Al acabar la del 14, el mundo trató de olvidar la pesadilla y volver a la llamada belle époque, evocada con nostalgia. Pero no había vuelta atrás; los cambios introducidos eran irreversibles. Los partidos de izquierdas impusieron unas políticas sociales (seguros de paro y de enfermedad, pensiones, viviendas, etcétera) que reforzaron tremendamente el papel económico del Estado, que a su vez tuvo que aumentar la presión fiscal. Dice muy poco en favor de la ciencia económica que muy pocos de sus estudiosos se dieron cuenta de hasta qué punto el panorama había cambiado y hacía falta una nueva política económica y, por tanto, una nueva teoría. El desconcierto de economistas y políticos fue una de las principales causas de la Gran Depresión de los años treinta, al menos de sus enormes dimensiones. John Maynard Keynes fue el único que lo vio claro: desde muy pronto proclamó que la economía había cambiado de manera irreversible y finalmente, en 1936, produjo un nuevo paradigma en su famosa Teoría general del empleo, el interés y el dinero. Tampoco la ciencia económica volvería a ser como antes.

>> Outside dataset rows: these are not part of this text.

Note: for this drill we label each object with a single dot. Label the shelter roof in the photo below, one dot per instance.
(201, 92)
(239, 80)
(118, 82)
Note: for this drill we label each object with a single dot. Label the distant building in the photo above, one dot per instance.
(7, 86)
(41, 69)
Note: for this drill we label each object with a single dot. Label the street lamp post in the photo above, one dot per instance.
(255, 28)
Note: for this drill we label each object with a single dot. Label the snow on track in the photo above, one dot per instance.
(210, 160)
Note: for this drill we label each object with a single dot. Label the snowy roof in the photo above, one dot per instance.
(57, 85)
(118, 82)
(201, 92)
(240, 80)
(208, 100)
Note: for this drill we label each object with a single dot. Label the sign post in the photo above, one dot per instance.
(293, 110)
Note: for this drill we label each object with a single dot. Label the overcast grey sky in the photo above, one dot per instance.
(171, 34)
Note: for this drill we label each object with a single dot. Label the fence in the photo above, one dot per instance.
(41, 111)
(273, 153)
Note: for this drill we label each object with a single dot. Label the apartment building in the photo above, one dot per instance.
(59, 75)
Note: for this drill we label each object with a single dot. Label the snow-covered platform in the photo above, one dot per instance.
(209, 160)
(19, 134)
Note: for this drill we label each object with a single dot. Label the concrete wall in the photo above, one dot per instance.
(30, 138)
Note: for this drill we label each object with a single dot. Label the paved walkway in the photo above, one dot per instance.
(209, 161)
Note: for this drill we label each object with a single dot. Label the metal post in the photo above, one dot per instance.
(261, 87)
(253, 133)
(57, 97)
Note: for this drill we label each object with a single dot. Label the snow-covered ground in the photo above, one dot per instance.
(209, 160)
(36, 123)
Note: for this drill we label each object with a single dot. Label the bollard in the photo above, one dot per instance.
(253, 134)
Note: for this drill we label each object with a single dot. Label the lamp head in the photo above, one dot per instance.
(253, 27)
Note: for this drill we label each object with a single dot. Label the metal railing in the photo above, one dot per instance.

Sin duda, como sostuvo el otro gran economista del periodo, Joseph Schumpeter (Capitalismo, socialismo y democracia), el socialismo en su versión democrática hubiera venido en todo caso. Pero el hecho es que la Gran Guerra actuó como partera y aceleradora de la historia.

Gabriel Tortella, historiador económico, es autor de La revolución del siglo XX y de Los orígenes del siglo XXI.